The sense that we have seen all this play out before grows stronger by the day as the implications of the spectacular collapse of crypto exchange FTX sink in. The digital age seems to follow a cycle in which grandiose claims about freedom and opportunity first create superstar disruptors and are then exposed, leaving everyone asking why the new emperor’s lack of clothes was never questioned.
Amidst all the noise that burst forth as FTX sparked what industry observers quickly labelled ‘another Lehman moment’, a report on Reuters on Friday November 11 revealed a fact that stood out because of its sheer, jaw-dropping starkness. The article said that CEO and founder Sam Bankman-Fried used bespoke software “to execute commands that could alter the company’s financial records without alerting other people, including external auditors”. So when $10bn of FTX customer assets were transferred to sister firm Alameda Research to keep it afloat, the movement did not trigger any internal accounting or compliance warnings.
Take a moment to think about that. Strip away all the talk about individual freedom and finance systems unencumbered by borders, central banks or governments and what you appear to have is the freedom of one individual to do exactly what they like.
Advert for regulation
As Alex Viall, who worked as a regulator in the City of London during the Barings scandal and is now Director of Regulatory Intelligence at our parent company Global Relay, says: “The whole saga is the best advert yet for the benefits of compliance and regulation.”
US Senator Elizabeth Warren tweeted that the FTX crisis “must be a wake-up call”.
While even Senator Brad Toomey, a critic of the Securities and Exchange Commission’s (SEC) regulatory ambitions in the crypto space, tweeted recognition of the need for “a sensible regulatory regime”.
But Coinbase CEO Brian Armstrong hit back, saying the problem was that the SEC had “failed to create regulatory clarity here in the US, so many American investors (and 95% of trading activity) went offshore”. He argued that cracking down on US companies because of the actions of offshore entities “makes no sense”.
It’s possible we have reached a pivotal moment, one in which the more expansive claims about the benefits of crypto assets and decentralized finance are revealed as libertarian fantasy. Ironically, Bankman-Fried was taking criticism for his stance on regulation, outlined in a blogged manifesto titled Possible Digital Industry Asset Standards.
The document led to a heated exchange on Twitter after crypto investor and Bankless founder Ryan Sean Adams responded bluntly “Sam. With respect. This absolutely sucks.”
The central tension again comes down to the question of whether regulatory control by definition undermines the central principle of crypto. The open source ethos is often characterized as being about access for all, but access is just a part of the equation. What happens when a user has gained access? What is the power relationship between entities with access to the same space? What protections are available and practical especially in an area whose very lack of traditional controls and leaning towards anonymity attracts bad players?

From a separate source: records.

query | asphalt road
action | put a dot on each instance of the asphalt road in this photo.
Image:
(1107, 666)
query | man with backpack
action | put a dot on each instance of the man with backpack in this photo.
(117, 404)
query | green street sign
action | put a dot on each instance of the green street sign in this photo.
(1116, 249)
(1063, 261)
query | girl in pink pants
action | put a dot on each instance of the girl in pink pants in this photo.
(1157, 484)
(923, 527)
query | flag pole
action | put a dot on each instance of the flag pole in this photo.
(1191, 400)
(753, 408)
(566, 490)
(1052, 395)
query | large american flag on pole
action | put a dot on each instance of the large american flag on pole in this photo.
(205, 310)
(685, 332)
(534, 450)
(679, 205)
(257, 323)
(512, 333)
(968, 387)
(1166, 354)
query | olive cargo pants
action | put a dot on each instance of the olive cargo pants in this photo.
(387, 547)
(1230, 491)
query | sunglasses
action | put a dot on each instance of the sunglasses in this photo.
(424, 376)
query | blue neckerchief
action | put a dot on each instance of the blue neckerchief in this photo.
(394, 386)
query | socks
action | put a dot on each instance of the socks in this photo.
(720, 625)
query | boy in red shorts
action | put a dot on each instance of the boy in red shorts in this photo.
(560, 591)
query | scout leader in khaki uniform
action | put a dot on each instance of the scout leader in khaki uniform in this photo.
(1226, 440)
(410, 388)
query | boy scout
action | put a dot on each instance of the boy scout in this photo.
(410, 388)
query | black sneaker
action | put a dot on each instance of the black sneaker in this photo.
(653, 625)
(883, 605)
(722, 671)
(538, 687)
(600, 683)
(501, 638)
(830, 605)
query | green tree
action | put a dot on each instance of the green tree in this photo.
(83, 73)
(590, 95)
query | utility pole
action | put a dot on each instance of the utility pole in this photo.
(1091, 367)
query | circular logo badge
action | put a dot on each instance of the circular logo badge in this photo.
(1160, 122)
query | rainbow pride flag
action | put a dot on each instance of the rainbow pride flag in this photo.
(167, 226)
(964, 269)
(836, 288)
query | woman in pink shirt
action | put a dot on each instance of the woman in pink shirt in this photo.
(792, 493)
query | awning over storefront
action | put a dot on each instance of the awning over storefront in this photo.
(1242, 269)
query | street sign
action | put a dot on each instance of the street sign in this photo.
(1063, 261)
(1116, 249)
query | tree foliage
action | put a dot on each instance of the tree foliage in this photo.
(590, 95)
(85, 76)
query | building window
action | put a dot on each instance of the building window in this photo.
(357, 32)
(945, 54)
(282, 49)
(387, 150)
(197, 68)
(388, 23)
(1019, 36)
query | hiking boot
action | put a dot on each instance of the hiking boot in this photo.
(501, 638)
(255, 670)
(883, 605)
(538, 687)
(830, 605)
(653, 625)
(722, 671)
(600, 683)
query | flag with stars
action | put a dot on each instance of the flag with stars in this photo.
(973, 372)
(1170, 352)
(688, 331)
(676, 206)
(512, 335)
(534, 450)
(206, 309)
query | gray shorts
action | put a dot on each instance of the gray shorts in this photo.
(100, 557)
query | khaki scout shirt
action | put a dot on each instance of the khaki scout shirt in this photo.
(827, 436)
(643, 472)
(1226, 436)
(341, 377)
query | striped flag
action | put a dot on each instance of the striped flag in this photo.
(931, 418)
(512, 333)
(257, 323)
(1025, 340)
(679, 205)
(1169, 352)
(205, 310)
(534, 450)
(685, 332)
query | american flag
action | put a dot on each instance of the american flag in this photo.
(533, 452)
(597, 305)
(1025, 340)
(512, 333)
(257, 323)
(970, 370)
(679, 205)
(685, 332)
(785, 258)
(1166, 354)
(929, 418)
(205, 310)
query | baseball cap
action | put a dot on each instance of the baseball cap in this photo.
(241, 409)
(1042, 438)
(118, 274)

We’ve reached the stage of the digital age cycle in finance in which the detail of how the grand principles work in practice has to be grasped. There are echoes of the debate some 20 years ago about the growth of digital media. Then, there was much talk about democratizing information and rebalancing the relationship between individuals and corporations by breaking down traditional barriers to access.
We’ve reached the stage of the digital age cycle in finance in which the detail of how the grand principles work in practice has to be grasped.

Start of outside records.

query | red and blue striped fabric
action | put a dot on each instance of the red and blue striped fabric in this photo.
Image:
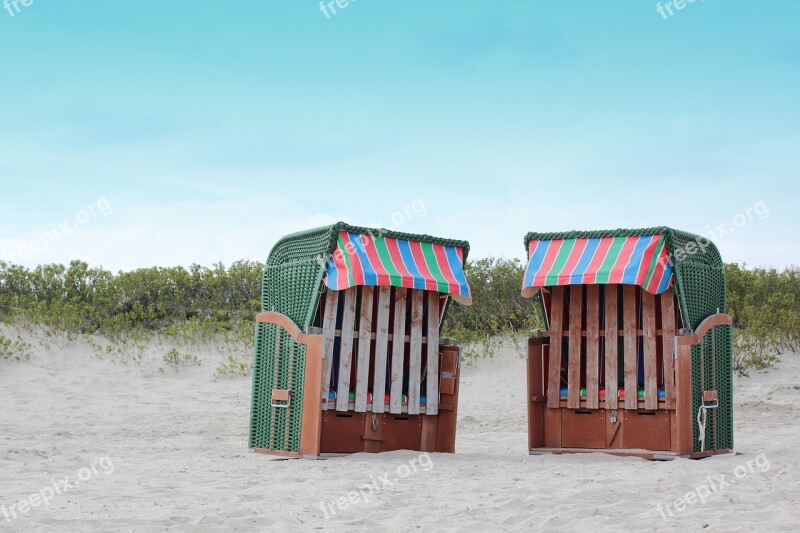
(634, 260)
(366, 259)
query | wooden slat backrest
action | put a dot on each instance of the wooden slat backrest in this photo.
(592, 345)
(611, 345)
(574, 365)
(415, 352)
(398, 351)
(364, 345)
(650, 352)
(381, 349)
(346, 348)
(629, 316)
(556, 330)
(667, 343)
(328, 342)
(432, 364)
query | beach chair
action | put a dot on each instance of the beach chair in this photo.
(637, 355)
(348, 354)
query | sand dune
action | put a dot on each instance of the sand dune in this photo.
(153, 452)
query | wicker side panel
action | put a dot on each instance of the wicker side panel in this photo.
(705, 376)
(279, 364)
(293, 290)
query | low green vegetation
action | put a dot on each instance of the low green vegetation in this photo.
(179, 311)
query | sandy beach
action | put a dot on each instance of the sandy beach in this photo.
(126, 448)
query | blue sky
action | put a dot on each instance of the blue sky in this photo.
(210, 129)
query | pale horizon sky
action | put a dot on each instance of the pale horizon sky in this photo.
(168, 135)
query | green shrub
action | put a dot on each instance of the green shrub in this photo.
(14, 350)
(177, 359)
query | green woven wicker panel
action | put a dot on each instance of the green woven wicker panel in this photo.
(276, 428)
(700, 291)
(291, 285)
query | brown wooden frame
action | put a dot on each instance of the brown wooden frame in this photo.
(552, 422)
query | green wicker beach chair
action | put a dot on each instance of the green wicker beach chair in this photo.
(347, 350)
(637, 356)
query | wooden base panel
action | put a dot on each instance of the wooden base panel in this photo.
(630, 452)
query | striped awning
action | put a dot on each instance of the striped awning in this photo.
(640, 260)
(369, 259)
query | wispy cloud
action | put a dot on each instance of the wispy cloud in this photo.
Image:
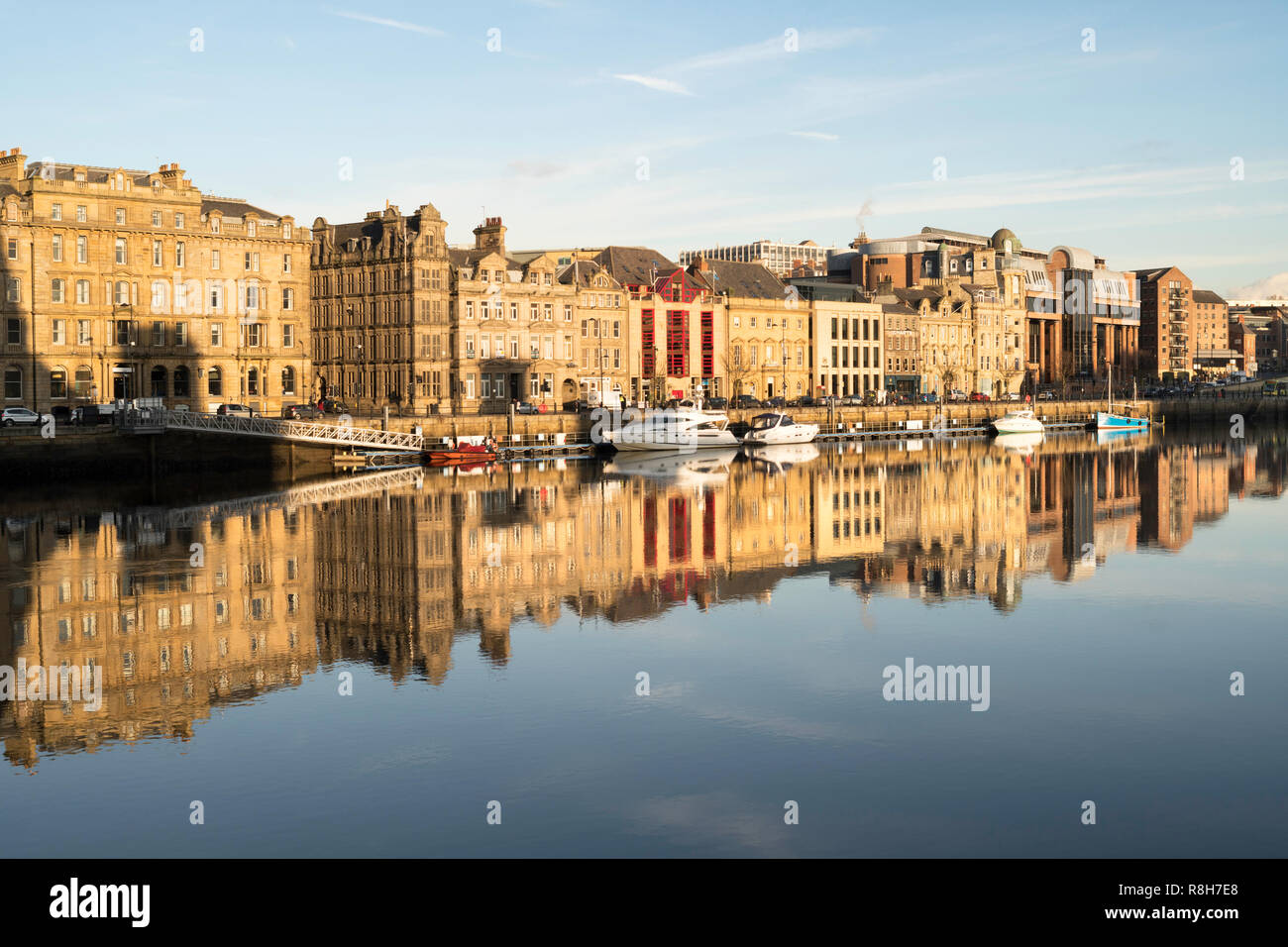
(773, 48)
(391, 24)
(653, 82)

It really was possible, went the theory, for creators to seize the means of production and exchange. What has transpired is that it is the means of distribution that is key, because customers need to find what you create. And the power to distribute media rests overwhelmingly in the hands of the owners of the big search engines.

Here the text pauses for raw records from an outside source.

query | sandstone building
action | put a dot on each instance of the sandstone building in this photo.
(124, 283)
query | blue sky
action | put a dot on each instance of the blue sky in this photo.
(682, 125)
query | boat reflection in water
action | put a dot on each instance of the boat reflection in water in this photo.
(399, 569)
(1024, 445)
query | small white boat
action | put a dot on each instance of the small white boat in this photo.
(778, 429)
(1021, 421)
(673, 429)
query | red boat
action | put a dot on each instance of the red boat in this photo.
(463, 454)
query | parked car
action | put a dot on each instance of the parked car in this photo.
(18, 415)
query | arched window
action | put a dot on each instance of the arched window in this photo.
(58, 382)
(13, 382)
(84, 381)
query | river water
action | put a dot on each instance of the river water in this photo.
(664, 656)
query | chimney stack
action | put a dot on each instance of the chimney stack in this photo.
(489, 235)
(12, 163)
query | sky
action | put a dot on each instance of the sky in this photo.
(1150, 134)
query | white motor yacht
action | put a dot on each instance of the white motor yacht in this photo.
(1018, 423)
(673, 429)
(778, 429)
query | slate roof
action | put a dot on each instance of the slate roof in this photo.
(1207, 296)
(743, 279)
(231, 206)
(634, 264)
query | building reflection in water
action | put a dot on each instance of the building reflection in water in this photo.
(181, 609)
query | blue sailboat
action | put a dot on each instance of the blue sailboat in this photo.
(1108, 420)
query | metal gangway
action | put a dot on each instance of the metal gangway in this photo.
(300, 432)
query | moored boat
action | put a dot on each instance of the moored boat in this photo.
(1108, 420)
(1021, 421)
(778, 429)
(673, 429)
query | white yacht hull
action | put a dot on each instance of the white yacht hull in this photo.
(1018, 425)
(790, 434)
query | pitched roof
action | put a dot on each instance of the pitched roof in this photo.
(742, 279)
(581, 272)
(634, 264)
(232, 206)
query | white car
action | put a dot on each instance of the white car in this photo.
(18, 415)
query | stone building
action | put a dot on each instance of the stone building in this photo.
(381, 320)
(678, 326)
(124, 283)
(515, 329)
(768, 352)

Two decades on, publishers both corporate and individual are still wrestling with questions such as who is responsible for what is published and who owns information. One example of this is the debate about what constitutes a publisher and what constitutes a platform – and whether that matters – centered on Section 230 of the US Communications Decency Act.
Driven by technology
All of these changes are driven by technology, and arguably the biggest change in mass behavior was sparked in 2007 when Steve Jobs brandished an iPhone and announced “a revolution of the first order, to really bring the real internet to your phone”. It was another of the digital age’s big claims. But once again it wasn’t that simple. The iPhone ushered in the social media age and with it a whole host of new issues that have come to a head with Elon Musk’s purchase of Twitter.
If you doubt the impact of the change, check out the use of tweets in this article – the social network is the new primary source of quotes. And check out Bankman-Fried’s own use of Twitter to commentate as the crisis at FTX unfolded, something that will be a big focus for regulators and which former federal prosecutor Ken White told Coindesk was “every attorney’s nightmare of what a client might do”.
The tech journalist Charles Arthur opened his book Social Warming: How Social Media Polarised Us All: with the words “Nobody meant for this to happen. Everything was meant to get better, not worse.” It is a quote for the age. And one which should inform next steps. Technology is not inherently good or bad, it is how it is used that matters. For all the shiny newness of the tech, the FTX story is one shaped by more familiar criteria such as leverage, internal control and, just maybe, self-belief that tips into arrogance.
Just the factors a good regulation and compliance regime can deal with.